The trigger for this hot new phase of the Corsican question was the death of Yvan Colonna, in March last year, weeks after being brutally attacked, in the Arles prison, by a radicalized Muslim inmate. Colonna was serving a life sentence for the assassination of the prefect Claude Érignac in 1998, a terrorist action with enormous impact and whose consequences are still ongoing. The Corsican nationalists considered that the State was to some extent co-responsible for the deadly attack on Colonna for not having protected him as it should and for refusing for years to ease the serving of his sentence and transfer him to a prison on the island, close to his family. The riots after Colonna's death are feared to have given birth to a new generation of extremist nationalist youth.
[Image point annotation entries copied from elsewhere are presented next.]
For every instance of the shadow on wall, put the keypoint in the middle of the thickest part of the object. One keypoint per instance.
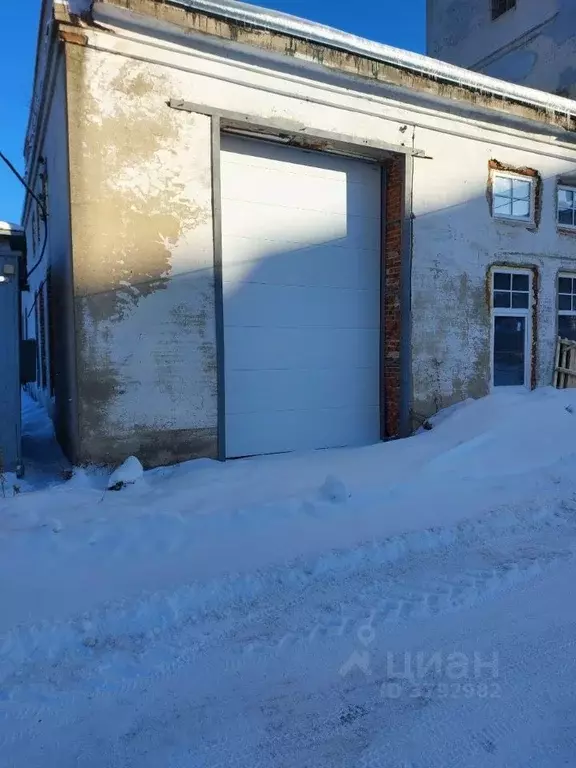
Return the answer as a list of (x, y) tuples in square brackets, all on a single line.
[(301, 281)]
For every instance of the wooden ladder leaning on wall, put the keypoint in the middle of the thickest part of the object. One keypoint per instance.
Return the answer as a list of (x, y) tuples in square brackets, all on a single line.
[(565, 364)]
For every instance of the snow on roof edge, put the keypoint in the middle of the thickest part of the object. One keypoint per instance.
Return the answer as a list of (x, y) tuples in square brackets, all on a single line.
[(335, 38)]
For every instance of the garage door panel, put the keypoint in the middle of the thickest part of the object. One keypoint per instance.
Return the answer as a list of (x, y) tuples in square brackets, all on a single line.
[(333, 193), (300, 390), (254, 304), (281, 431), (301, 280), (323, 265), (261, 348), (249, 154), (298, 227)]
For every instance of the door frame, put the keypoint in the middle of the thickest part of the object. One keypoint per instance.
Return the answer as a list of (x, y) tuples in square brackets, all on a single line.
[(382, 153), (526, 313)]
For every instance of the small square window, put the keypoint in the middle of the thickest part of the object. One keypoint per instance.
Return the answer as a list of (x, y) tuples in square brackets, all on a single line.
[(519, 300), (521, 283), (567, 307), (513, 197), (500, 7), (567, 207), (511, 290)]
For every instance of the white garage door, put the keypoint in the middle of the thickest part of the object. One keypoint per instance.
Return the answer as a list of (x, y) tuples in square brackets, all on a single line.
[(301, 280)]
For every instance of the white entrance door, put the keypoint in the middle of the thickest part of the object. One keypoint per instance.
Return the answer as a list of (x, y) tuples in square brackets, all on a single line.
[(301, 281)]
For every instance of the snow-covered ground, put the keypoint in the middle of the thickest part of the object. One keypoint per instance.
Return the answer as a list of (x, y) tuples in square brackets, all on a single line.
[(409, 604)]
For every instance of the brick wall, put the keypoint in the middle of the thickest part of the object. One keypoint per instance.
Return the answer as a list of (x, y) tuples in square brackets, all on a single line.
[(391, 309)]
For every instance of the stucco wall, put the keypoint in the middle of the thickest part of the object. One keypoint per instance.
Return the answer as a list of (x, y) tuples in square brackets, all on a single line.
[(52, 146), (141, 217), (534, 44), (456, 241), (143, 264)]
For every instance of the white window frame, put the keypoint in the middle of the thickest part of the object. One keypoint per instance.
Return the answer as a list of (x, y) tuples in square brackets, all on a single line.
[(530, 219), (564, 188), (512, 312), (565, 312)]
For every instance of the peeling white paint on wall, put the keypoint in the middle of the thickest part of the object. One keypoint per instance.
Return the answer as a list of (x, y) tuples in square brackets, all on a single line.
[(158, 345), (141, 180), (455, 238)]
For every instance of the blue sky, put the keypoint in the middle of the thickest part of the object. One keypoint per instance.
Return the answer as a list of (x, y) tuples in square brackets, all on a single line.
[(399, 24)]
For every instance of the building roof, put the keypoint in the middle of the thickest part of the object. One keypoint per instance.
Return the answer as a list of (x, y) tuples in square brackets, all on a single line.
[(6, 228), (318, 33)]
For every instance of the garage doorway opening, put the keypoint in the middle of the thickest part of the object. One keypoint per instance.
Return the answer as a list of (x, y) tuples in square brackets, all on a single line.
[(302, 299)]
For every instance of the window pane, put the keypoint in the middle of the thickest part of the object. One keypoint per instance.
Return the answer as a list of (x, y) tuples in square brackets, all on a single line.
[(509, 351), (502, 185), (502, 205), (520, 283), (566, 217), (502, 299), (521, 189), (520, 301), (502, 281), (567, 327), (521, 208)]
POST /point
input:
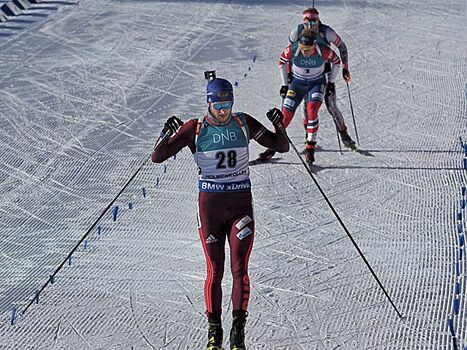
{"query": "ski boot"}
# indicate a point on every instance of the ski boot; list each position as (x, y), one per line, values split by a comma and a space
(237, 333)
(266, 155)
(346, 140)
(215, 332)
(310, 152)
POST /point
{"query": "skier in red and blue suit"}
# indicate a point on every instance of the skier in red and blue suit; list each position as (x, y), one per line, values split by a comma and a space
(327, 36)
(219, 142)
(308, 59)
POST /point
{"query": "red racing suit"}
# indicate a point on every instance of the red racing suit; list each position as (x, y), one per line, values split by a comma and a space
(225, 210)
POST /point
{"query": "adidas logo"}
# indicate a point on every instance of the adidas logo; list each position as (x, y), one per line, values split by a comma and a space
(211, 239)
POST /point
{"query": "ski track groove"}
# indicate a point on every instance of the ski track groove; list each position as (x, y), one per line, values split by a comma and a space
(390, 202)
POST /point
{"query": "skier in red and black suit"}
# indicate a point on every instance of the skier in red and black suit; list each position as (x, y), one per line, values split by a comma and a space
(219, 142)
(308, 59)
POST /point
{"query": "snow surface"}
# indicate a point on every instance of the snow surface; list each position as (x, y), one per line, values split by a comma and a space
(85, 87)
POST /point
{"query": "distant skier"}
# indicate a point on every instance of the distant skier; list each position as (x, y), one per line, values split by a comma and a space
(219, 142)
(325, 36)
(307, 58)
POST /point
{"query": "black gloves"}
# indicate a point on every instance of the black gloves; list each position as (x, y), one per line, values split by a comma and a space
(275, 116)
(171, 125)
(330, 89)
(283, 91)
(346, 74)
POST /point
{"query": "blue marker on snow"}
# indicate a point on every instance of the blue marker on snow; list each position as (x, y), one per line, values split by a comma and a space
(456, 305)
(451, 326)
(13, 316)
(36, 296)
(114, 213)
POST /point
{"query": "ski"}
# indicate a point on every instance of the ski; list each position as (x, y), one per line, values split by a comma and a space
(361, 151)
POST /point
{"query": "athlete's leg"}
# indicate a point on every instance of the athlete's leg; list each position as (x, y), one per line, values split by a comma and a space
(212, 232)
(331, 105)
(241, 238)
(314, 100)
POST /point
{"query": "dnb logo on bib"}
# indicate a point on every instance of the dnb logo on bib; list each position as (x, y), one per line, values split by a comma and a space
(223, 94)
(291, 93)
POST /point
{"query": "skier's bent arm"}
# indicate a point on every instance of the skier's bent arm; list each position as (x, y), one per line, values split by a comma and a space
(284, 61)
(172, 145)
(331, 56)
(274, 140)
(333, 37)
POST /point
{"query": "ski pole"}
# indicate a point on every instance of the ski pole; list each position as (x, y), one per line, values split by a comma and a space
(353, 116)
(338, 139)
(162, 137)
(281, 127)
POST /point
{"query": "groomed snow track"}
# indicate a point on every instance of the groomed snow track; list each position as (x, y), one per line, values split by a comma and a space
(84, 91)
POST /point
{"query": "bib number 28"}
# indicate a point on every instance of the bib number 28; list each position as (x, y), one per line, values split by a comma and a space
(228, 159)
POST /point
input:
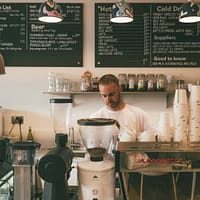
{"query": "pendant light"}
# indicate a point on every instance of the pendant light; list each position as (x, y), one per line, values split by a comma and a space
(122, 12)
(50, 12)
(190, 12)
(2, 67)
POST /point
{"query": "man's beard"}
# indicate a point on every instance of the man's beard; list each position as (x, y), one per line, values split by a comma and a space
(115, 104)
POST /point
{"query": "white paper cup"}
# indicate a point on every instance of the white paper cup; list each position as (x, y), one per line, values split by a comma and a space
(195, 93)
(180, 97)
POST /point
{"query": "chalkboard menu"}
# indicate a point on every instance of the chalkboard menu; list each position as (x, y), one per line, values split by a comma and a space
(155, 38)
(25, 41)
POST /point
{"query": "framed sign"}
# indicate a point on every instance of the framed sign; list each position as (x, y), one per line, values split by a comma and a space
(25, 41)
(155, 38)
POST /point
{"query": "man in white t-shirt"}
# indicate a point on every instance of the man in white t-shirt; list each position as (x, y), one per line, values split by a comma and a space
(132, 120)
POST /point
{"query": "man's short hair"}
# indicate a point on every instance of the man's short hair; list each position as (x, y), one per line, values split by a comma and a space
(107, 79)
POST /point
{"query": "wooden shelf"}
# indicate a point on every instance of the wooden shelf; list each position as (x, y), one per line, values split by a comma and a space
(71, 93)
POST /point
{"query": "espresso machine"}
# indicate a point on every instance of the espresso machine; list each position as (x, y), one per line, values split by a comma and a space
(96, 175)
(22, 158)
(54, 168)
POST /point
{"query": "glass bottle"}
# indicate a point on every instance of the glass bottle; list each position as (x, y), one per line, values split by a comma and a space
(141, 82)
(131, 82)
(160, 82)
(150, 82)
(180, 84)
(123, 81)
(30, 135)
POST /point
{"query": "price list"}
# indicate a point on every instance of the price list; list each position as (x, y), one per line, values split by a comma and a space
(16, 28)
(155, 38)
(25, 41)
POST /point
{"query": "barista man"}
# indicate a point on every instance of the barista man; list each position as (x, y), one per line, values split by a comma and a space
(133, 121)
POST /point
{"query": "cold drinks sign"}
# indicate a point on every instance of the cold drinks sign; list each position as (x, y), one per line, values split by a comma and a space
(155, 38)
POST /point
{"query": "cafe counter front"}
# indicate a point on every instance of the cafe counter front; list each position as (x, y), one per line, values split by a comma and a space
(169, 158)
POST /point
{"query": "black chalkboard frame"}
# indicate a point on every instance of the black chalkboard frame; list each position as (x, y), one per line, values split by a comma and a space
(72, 25)
(145, 48)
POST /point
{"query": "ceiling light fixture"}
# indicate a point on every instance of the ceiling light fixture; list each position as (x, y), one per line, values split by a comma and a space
(122, 12)
(50, 12)
(2, 67)
(190, 12)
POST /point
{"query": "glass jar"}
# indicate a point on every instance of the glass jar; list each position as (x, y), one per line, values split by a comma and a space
(160, 82)
(131, 82)
(123, 81)
(85, 84)
(180, 84)
(150, 82)
(95, 84)
(141, 82)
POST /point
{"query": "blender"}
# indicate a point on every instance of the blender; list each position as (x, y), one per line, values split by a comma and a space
(54, 168)
(23, 162)
(96, 175)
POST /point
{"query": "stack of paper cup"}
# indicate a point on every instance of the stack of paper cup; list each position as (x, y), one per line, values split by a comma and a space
(194, 118)
(164, 127)
(181, 114)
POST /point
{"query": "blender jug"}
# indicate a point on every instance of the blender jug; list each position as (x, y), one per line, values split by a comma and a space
(97, 175)
(61, 111)
(97, 135)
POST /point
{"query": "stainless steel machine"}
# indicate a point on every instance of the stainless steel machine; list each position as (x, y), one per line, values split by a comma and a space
(54, 168)
(22, 157)
(97, 174)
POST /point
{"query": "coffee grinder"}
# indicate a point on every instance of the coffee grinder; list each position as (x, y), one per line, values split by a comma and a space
(54, 168)
(22, 157)
(97, 175)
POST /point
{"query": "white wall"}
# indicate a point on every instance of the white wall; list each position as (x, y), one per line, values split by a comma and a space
(22, 88)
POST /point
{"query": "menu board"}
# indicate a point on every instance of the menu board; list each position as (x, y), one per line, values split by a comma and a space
(25, 41)
(155, 38)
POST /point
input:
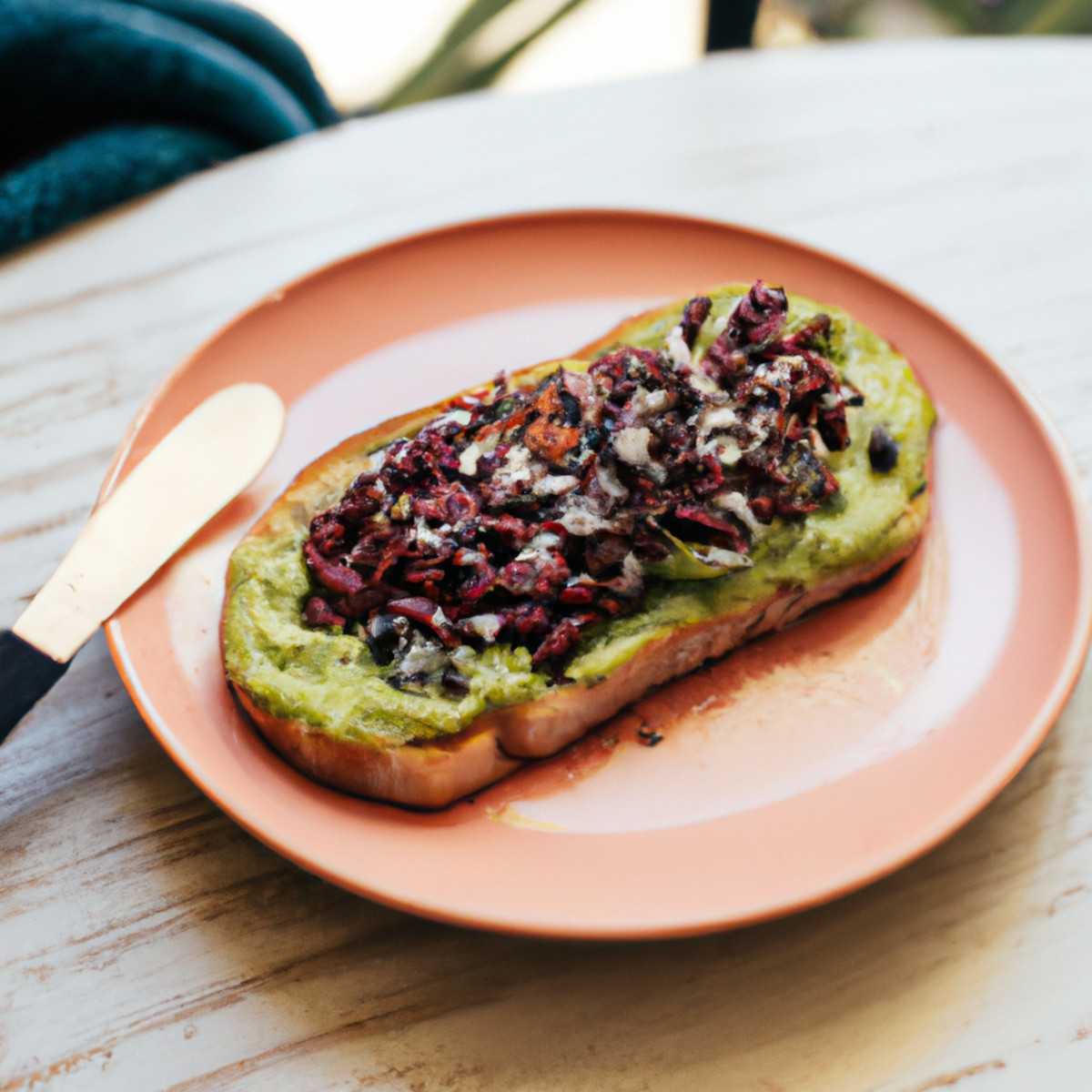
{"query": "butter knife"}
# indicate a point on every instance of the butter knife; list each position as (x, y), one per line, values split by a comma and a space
(197, 468)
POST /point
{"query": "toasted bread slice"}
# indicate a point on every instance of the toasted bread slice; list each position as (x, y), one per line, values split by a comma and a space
(320, 698)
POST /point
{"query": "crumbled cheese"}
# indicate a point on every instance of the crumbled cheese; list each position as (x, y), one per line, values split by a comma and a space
(486, 626)
(724, 558)
(676, 349)
(736, 503)
(716, 418)
(426, 535)
(516, 468)
(581, 519)
(468, 461)
(729, 451)
(632, 446)
(609, 480)
(423, 658)
(555, 485)
(649, 403)
(703, 383)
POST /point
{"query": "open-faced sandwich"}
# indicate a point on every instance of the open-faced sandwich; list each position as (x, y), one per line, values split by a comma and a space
(465, 588)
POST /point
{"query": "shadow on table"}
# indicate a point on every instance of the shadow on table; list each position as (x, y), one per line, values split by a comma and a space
(855, 992)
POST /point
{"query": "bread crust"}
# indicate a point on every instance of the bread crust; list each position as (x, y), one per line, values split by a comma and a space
(434, 774)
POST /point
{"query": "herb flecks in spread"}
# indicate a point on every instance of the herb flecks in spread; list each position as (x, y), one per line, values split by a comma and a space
(527, 517)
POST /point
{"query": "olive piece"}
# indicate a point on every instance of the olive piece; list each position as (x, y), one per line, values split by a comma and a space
(386, 632)
(883, 450)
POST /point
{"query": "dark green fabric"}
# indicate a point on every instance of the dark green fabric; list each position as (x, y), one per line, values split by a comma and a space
(104, 99)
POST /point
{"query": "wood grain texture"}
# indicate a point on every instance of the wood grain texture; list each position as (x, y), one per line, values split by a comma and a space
(147, 943)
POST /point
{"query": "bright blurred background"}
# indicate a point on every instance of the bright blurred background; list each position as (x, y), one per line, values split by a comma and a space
(388, 53)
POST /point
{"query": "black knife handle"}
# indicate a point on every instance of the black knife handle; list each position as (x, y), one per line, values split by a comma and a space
(25, 675)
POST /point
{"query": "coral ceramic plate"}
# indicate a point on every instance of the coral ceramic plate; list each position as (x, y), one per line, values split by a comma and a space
(793, 771)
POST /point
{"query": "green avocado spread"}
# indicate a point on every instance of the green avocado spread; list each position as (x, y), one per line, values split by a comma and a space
(330, 680)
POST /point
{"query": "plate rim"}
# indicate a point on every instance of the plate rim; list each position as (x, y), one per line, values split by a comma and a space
(945, 824)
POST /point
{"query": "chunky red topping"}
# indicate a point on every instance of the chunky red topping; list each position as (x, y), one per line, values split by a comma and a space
(527, 517)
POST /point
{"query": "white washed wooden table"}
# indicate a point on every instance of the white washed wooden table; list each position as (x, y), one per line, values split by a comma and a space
(147, 943)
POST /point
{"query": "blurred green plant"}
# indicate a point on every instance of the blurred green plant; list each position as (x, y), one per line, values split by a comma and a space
(1018, 16)
(845, 17)
(483, 41)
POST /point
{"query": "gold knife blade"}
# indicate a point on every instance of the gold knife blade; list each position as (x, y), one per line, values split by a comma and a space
(197, 468)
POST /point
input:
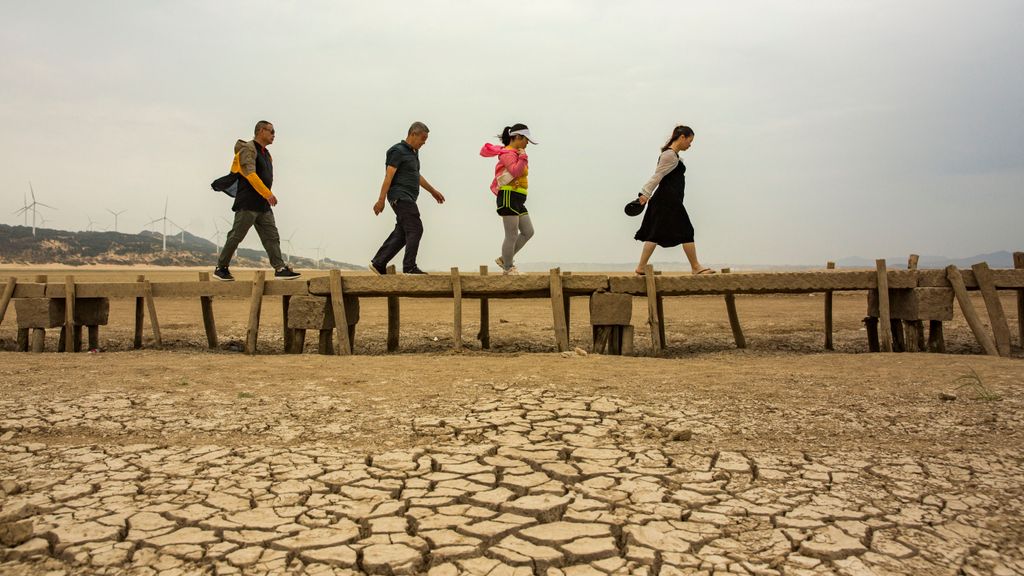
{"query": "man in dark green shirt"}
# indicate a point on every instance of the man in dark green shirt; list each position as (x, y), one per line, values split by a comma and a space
(401, 189)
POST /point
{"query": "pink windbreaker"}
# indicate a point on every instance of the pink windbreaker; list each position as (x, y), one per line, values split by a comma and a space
(509, 160)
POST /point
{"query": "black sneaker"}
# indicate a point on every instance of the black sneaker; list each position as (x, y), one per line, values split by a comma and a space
(223, 274)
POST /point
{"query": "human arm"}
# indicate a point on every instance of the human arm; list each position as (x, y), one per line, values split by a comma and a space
(666, 163)
(433, 192)
(388, 176)
(247, 167)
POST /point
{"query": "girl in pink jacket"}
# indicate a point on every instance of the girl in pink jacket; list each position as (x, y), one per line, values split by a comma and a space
(510, 188)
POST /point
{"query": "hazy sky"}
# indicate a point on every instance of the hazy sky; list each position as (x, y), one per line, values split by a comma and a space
(823, 128)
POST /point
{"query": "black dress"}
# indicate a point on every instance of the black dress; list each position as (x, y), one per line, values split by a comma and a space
(666, 221)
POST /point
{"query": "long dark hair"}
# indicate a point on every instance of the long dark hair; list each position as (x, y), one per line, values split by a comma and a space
(676, 132)
(507, 132)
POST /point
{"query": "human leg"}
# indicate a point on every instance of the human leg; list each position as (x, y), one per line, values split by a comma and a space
(645, 252)
(266, 228)
(244, 219)
(511, 225)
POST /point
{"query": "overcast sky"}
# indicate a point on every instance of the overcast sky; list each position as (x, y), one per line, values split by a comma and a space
(823, 128)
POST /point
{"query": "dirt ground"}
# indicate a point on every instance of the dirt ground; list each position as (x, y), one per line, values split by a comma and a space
(781, 458)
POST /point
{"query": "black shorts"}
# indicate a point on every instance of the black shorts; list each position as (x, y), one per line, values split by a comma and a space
(511, 203)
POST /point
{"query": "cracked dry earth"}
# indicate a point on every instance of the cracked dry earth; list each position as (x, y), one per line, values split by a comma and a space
(542, 472)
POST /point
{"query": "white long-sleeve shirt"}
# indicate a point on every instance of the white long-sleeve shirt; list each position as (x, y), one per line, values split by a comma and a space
(666, 163)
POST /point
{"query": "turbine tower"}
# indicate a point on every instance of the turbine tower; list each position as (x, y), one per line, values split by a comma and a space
(116, 214)
(164, 220)
(33, 207)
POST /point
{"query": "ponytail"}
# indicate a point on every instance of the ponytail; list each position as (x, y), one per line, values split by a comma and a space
(506, 136)
(676, 133)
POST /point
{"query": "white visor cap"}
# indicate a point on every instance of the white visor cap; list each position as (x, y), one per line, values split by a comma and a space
(524, 132)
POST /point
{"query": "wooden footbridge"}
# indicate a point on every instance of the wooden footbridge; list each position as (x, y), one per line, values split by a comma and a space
(899, 302)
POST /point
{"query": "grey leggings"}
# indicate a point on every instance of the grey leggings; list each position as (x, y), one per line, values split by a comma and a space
(518, 231)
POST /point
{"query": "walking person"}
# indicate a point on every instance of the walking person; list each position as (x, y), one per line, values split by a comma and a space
(666, 223)
(400, 189)
(253, 203)
(510, 188)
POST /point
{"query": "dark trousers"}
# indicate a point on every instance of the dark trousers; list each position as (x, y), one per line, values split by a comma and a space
(266, 228)
(407, 234)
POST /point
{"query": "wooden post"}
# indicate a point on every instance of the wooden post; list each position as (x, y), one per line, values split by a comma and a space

The criminal fires and bombs bear the signature of the reconstituted Corsican National Liberation Front (FLNC) or of new groups that are ideologically very close, such as the Corsican Clandestine Youth (GCC). They justify their violent campaign against the mainlanders by the fact that almost 30% of the island's housing stock are second homes with owners who do not live in Corsica. The saboteurs denounce real estate speculation and its derived consequences, among them that access to housing is prohibitive for many islanders, especially young people. It is a problem suffered by other very dense tourist areas in Europe, but which in Corsica reaches a level of perhaps greater severity and is complicated by nationalist and independence claims, added to historical resentments towards Paris.

It is paradoxical that the increase in attacks on second homes is taking place just as what has been dubbed "the Beauvau process (the headquarters of the Ministry of the Interior in Paris)" is taking place. There have already been four meetings between the Corsican leaders – including its regional president, the autonomist Gilles Simeoni – and the head of the Interior, Gérald Darmanin, the man appointed by President Emmanuel Macron to try to find a consensual and lasting solution to the dispute with the rebel island. After the last meeting, last Wednesday, Simeoni was cautiously optimistic about the attitude of the Government and the prospect of progress.

A possible constitutional amendment is on the table to unequivocally recognize the Corsican singularity and its right to autonomy. But the stumbling block lies in the interpretation and scope of that autonomy, both in financial, cultural and identity terms. The restriction of the rights of continentals to buy real estate is also discussed and controversial, under pressure from the attacks. Another relevant sticking point is the language. Until now, Paris – and Macron clearly reiterated it when he visited the island in 2018 – has refused to make privateering co-official because it would question the constitutional principle that French is the language of the Republic and a factor of cohesion – and uniformity – for a long time. more than two centuries. France tolerates, with little enthusiasm, bilingualism, but closes the band to co-officiality with the territorial languages. It is difficult for the Corsican nationalists to compromise on this aspect.